Leave your expectations at home.
That’s basically what E (Mark Oliver Everett), the frontman of Eels recommended to those who attend his upcoming show.
“That’s always the best thing to do, to be surprised,” Everett said. “That was always my favorite thing as a concertgoer.”
It’s a fair bet to say he feels that way as an entertainer, too. It’s almost too difficult to think of all the different performers that would need to be combined to create E and his often witty, sometimes dark, always enchanting work.
Although he considers music his true love, many may know him from his 2007 book “Things the Grandchildren Should Know” or maybe even BBC/PBS special “Parallel Worlds, Parallel Lives” a documentary about his father, internationally renowned physicist Hugh Everett III.
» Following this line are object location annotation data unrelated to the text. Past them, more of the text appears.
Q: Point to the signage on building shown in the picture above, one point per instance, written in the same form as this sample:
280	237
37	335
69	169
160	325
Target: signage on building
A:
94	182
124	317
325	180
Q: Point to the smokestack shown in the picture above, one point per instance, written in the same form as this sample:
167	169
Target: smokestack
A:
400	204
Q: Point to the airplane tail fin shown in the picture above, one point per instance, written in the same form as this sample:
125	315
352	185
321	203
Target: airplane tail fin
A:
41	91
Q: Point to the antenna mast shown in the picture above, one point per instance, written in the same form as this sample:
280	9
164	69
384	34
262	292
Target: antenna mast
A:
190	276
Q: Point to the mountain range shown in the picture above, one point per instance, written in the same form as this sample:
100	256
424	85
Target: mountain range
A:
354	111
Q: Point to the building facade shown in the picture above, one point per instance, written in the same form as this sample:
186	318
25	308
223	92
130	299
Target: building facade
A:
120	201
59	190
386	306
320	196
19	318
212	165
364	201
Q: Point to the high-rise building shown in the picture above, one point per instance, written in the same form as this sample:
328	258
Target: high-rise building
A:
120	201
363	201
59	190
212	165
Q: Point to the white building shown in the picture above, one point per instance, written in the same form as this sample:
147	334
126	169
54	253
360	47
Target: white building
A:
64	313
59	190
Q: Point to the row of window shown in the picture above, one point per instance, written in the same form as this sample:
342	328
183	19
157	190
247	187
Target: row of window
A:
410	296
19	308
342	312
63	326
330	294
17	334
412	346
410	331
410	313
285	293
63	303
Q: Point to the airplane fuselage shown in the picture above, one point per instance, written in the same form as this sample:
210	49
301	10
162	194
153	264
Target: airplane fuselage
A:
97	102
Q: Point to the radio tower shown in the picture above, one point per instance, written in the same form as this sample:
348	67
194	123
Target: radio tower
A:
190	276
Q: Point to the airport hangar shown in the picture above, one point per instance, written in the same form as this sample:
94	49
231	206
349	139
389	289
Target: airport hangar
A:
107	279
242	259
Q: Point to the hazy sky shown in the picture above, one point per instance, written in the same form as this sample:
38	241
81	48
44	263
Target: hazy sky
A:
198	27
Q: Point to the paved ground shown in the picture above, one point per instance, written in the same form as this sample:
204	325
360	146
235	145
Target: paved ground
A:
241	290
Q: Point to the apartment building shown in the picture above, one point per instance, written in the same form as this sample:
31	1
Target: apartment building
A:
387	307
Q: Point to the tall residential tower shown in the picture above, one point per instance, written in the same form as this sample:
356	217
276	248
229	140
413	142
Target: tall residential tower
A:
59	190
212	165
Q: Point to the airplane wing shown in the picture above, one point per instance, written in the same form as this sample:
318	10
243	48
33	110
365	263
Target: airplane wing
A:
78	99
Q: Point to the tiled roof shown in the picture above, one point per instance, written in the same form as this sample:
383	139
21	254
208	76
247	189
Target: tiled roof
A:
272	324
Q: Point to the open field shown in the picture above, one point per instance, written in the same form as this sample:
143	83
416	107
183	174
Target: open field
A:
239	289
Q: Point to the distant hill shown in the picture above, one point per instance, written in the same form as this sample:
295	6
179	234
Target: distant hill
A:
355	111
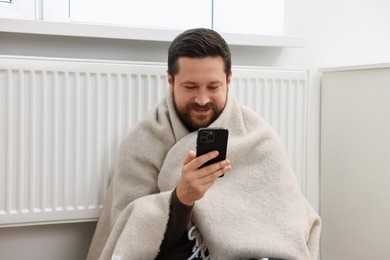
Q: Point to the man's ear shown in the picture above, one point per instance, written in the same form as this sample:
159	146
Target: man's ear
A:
170	81
228	79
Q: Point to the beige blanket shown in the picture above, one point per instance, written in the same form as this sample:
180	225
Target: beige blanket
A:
256	210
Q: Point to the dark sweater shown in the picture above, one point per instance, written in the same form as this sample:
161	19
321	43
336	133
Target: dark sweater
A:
176	244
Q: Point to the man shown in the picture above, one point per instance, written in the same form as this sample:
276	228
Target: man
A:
162	205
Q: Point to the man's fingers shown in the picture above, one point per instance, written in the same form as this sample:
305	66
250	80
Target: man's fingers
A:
199	161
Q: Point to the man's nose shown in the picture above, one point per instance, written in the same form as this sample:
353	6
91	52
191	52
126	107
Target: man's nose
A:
202	98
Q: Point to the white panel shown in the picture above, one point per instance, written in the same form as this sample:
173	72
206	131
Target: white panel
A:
18	9
62	120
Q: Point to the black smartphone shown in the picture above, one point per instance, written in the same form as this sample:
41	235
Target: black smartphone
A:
212	139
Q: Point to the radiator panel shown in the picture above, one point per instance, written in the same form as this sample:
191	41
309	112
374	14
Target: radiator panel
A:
61	121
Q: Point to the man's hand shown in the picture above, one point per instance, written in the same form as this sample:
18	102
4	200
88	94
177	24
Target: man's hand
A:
195	182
Yet E sounds as if he’d be just as happy to have those lauded side projects take a back seat to his music. Understandable, when you consider the passion and artistry he brings to his sound, specifically the CD “Tomorrow Morning” that is scheduled for August release.
Like his book, this final chapter of a trilogy is filled with personal stories and observations wrapped around electronic instrumentation such as drum machines and tape loops.
Although this album is very different from the first two CDs in the trilogy – “Hombre Lobo” which had a garage band feel and “End Times” that was more acoustic – it works as the end of one journey and the beginning of another.
Like “The Sun Also Rises,” the classic book by Ernest Hemingway, E named this CD with an eye toward the hope brought by tomorrow.
“They were all designed to stand on their own,” E said about the three discs. “The basic concept is hopefully universal, based on human emotions – desire, loss and renewal.”
In the same way, E tries to treat each concert as if it’s a singular event. No set lists and used-this-on-each-stop banter.
“I try to treat each like [I would a singular] album,” he said. “Many times, the songs sound very different than they do on the albums. I’m trying to put on the best concert I can that evening. People go through the trouble to buy tickets, find seats, and all of that. I want to give them something unique.”